Rakisha Kearns-White
15. BrooklynShoeBabe
Both rely very much (almost solely) on emotional response, easily manipulating emotions with your intellect far removed.

If that's the case, any form of entertainment we engage in to escape reality would qualify as porn. What book, be it Jane Eyre or Harlequin's latest Desire title, is good if it doesn't elicit some kind of emotional response? We wouldn't care about the journey of the characters? The same could also be said about a really good movie. If we weren't some what emotionally invested in the relationship between Humphrey Bogart and INgrid Bergman in Casablanca, would we have really cared about her decision at the end of the movie?
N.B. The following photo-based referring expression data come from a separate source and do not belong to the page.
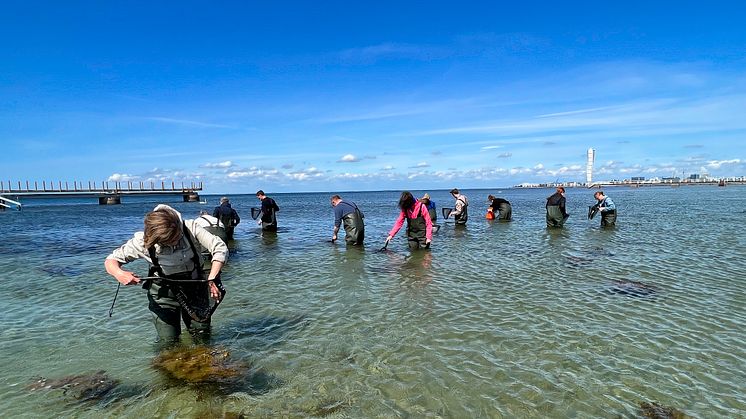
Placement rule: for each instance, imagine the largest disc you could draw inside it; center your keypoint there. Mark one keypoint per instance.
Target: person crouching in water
(172, 248)
(501, 207)
(460, 211)
(556, 212)
(268, 219)
(227, 215)
(419, 224)
(212, 225)
(607, 208)
(348, 213)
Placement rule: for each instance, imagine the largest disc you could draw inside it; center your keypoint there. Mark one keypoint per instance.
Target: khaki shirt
(173, 259)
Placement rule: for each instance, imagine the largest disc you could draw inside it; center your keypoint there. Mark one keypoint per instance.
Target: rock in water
(198, 364)
(633, 289)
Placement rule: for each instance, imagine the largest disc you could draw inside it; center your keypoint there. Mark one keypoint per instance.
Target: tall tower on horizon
(589, 166)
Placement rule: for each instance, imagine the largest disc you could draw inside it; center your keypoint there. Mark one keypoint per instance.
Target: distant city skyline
(339, 96)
Emotional investment is why we root for Rocky; cry when E.T. goes home; gasp when Darth Vader is revealed to be Luke's father; etc....
fsbuchler
16. truth
No female porn is playgirl, and films like bella loves jenna, janine loves jenna and jenna loves diamonds. Romance novels are a thing in of themselves still it would more akward for a woman to live only on novels and a guy porn. Video games and shows do have romance skits for guy, saddly the thems include he lost his wife. this is romantic motivational plot twist for men. Guy are given the "slay the dragon the girl , male romance.